Renal Carcinoma Associated With Xp11.2 Translocation

Xp11.2 RCC is a rare but also likely underdiagnosed subtype of RCC. It was first recognized in children and is described in the 2004 WHO classification. These tumors are part of the family of microphthalmia transcription factor (MITF)-associated tumors and are characterized by chromosome translocations involving Xp11.2, which results in a gene rearrangement involving the TFE3 gene.1,2 A genome-wide analysis using RNA and exome sequencing identified 3 novel MITF/TFE partners involved in RNA splicing, expanding the spectrum of translocations associated with this disease.34 The study also revealed mutations in chromatin remodeling genes.In general, Xp11.2 RCCs typically have heterogeneous morphologic features, including a nested to papillary architecture, clear to granular/eosinophilic cytology, and voluminous cytoplasm.1,35 Although there can be issues with sensitivity, nuclear immunoreactivity for the transcription factor E3 (TFE3) protein is relatively specific for Xp11.2 translocation RCC.35,36 Of note, TFE3 can be positive in alveolar soft part sarcoma, which shares the same translocation. In the absence of a conventional karyotype and a reliable TFE3 antibody, fluorescence in situ hybridization can be performed in formalin-fixed, paraffin-embedded tissue to confirm the diagnosis.36 Elevations in baculoviral IAP repeat-containing protein 7 (BIRC7) expression were observed in the majority of Xp11.2 RCC in 1 cohort, which may be useful in the diagnosis of all MITF family members.9

Xp11.2 RCC seems to be more indolent in children and adolescents, even when diagnosed at an advanced stage.37,38 In contrast, this subtype tends to be more clinically aggressive in adults (with a greater proportion of middle-aged females being affected), and generally presents at an advanced stage (III or IV) with a tendency toward lymph node metastases.39,40


Sarcomatoid Component

Sarcomatoid differentiation in RCC is not a distinct histologic subtype, but rather a pathologic feature that can be observed in any RCC subtype. The histologic characteristics are similar to many other high-grade sarcomas, and include spindle-like cells, high cellularity, cellular atypia, increased mitotic activity, and necrosis.41 The presence of paired box gene 8 (PAX8) in the spindle cell component can help confirm the diagnosis of a poorly differentiated RCC.42 A sarcoma involving or adjacent to the kidney also should be excluded in the absence of an underlying well-differentiated RCC. The presence of sarcomatoid features in RCC portends an aggressive clinical course and is an independent predictor of poor survival.41 Although the frequency varies by stage, most series report a 5% incidence of sarcomatoid features in RCC.41,43 Patients whose primary tumor has no more than 25% to 30% of sarcomatoid features may have a better prognosis than those whose primary tumor has a higher percentage.44,45 Higher percentages also may predict a greater chance of systemic disease.44,45 RNA sequencing of adjacent clear cell and sarcomatoid components has revealed increases in proliferation pathways and aurora kinase–dependent activation of the mTOR pathway in the sarcomatiod tissue.46 The latter finding may have therapeutic implications, given the approved mTOR inhibitors for RCC.

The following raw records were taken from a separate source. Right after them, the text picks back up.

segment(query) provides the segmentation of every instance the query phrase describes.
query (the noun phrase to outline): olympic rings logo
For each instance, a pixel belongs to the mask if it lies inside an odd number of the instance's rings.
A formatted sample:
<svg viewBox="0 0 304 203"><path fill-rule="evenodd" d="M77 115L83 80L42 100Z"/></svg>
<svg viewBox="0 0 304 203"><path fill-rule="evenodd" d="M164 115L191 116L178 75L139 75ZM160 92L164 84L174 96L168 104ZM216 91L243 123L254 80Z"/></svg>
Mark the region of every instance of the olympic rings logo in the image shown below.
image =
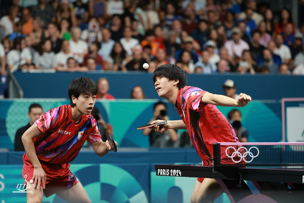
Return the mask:
<svg viewBox="0 0 304 203"><path fill-rule="evenodd" d="M232 153L232 154L231 155L231 156L229 155L228 153L227 153L227 150L228 150L228 149L230 148L234 150L234 152ZM257 149L257 155L254 156L252 152L250 152L250 150L251 150L251 149ZM243 154L242 154L242 153L240 152L240 150L241 150L241 149L244 149L245 152ZM240 162L242 160L242 159L246 163L249 163L250 162L251 162L252 161L252 160L253 160L253 158L259 155L259 154L260 153L260 151L259 151L259 149L257 149L257 148L256 147L254 146L251 147L249 148L249 150L247 150L247 148L246 147L239 147L237 149L237 150L233 147L228 147L227 148L227 149L226 149L226 155L227 155L227 156L230 158L231 158L232 161L235 163L238 163L239 162ZM235 157L237 155L240 158L240 160L238 161L236 161L233 159L233 157ZM247 161L244 159L245 157L247 157L247 155L251 157L251 159L249 161Z"/></svg>

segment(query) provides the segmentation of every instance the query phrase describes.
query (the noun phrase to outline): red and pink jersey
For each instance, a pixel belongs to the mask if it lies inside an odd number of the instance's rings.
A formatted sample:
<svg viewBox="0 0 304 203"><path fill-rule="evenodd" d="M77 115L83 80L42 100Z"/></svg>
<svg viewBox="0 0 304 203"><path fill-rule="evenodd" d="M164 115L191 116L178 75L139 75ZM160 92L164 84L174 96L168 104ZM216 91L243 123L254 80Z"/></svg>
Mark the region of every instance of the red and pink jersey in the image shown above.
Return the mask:
<svg viewBox="0 0 304 203"><path fill-rule="evenodd" d="M63 164L75 159L86 140L90 143L101 138L96 121L83 115L76 123L71 107L64 105L44 113L34 124L42 134L34 139L38 158L49 163Z"/></svg>
<svg viewBox="0 0 304 203"><path fill-rule="evenodd" d="M201 102L206 92L197 87L186 86L178 91L175 106L203 164L208 165L212 164L213 159L213 143L239 141L232 126L216 107Z"/></svg>

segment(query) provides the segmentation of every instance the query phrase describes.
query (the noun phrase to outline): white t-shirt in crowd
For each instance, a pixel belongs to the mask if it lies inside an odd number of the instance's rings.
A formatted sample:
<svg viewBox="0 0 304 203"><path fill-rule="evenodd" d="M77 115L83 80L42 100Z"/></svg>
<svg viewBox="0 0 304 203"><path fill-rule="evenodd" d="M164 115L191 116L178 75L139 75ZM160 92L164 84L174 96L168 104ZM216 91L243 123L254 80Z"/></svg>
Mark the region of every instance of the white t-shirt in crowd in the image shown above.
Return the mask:
<svg viewBox="0 0 304 203"><path fill-rule="evenodd" d="M79 40L77 43L71 39L69 41L70 42L70 49L73 55L75 55L75 59L76 62L78 63L82 63L84 55L82 57L79 57L77 54L87 52L88 44L81 40Z"/></svg>
<svg viewBox="0 0 304 203"><path fill-rule="evenodd" d="M20 54L19 52L16 49L10 51L6 56L7 63L13 66L11 72L14 72L18 69L19 63ZM28 48L23 49L21 52L21 65L26 63L28 60L32 59L31 52Z"/></svg>

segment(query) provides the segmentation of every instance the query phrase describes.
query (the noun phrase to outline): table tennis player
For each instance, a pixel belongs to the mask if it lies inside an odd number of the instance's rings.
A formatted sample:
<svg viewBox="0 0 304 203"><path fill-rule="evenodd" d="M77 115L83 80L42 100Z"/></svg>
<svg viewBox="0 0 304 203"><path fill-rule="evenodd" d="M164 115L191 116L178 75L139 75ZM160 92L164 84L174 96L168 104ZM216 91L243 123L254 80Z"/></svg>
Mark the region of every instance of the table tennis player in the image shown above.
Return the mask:
<svg viewBox="0 0 304 203"><path fill-rule="evenodd" d="M213 143L239 142L233 128L216 105L243 107L251 101L250 96L241 93L237 100L186 86L186 74L172 64L159 66L153 72L152 79L158 96L174 105L181 118L168 121L166 125L155 125L155 130L163 132L168 129L186 129L204 166L212 164ZM161 121L154 121L151 124ZM215 179L199 178L191 202L212 202L223 192Z"/></svg>
<svg viewBox="0 0 304 203"><path fill-rule="evenodd" d="M91 202L70 170L69 163L86 140L99 156L112 150L108 140L101 139L91 114L98 90L91 79L73 79L68 88L70 105L44 113L22 136L26 151L22 172L27 177L24 178L27 202L42 202L43 193L47 197L56 193L70 202Z"/></svg>

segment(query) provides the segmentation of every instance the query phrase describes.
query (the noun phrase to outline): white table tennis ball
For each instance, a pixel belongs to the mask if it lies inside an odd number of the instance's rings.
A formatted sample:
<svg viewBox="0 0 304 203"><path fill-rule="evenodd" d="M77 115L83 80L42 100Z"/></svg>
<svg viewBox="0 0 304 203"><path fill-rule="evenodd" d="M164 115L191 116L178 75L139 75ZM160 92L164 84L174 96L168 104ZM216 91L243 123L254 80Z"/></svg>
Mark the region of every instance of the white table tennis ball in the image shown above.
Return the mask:
<svg viewBox="0 0 304 203"><path fill-rule="evenodd" d="M143 64L143 68L145 69L147 69L149 67L149 65L147 63L145 63Z"/></svg>

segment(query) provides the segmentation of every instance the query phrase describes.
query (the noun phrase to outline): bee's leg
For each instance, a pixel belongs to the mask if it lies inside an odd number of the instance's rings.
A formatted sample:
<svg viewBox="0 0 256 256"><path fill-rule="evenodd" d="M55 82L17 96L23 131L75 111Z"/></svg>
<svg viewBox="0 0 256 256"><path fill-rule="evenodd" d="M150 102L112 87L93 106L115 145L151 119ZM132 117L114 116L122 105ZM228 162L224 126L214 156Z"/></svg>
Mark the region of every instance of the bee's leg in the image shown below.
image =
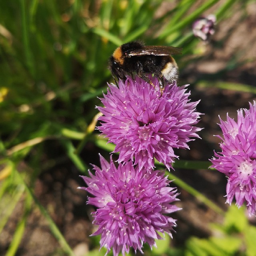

In summary, this article reviews the various distinct subtypes of non–clear cell RCC, including: papillary RCC, chromophobe RCC, collecting duct carcinoma, renal medullary carcinoma, and renal carcinoma associated with the Xp11.2 translocation, and describes the classification of sarcomatoid differentiation in RCC. In the second part of this 2-part series, we will focus on the treatment of the different subtypes.



Drs Valenca and Hirsch have declared no financial conflicts of interest. Dr Choueiri has served on the advisory boards of Novartis, Pfizer, GlaxoSmithKline, Merck, Bristol-Myers Squibb, and Bayer. Dr Harshman has served on the advisory boards of Genentech, Bristol-Myers Squibb, Aveo, and Pfizer, and receives research funding or support from Pfizer and Medivation.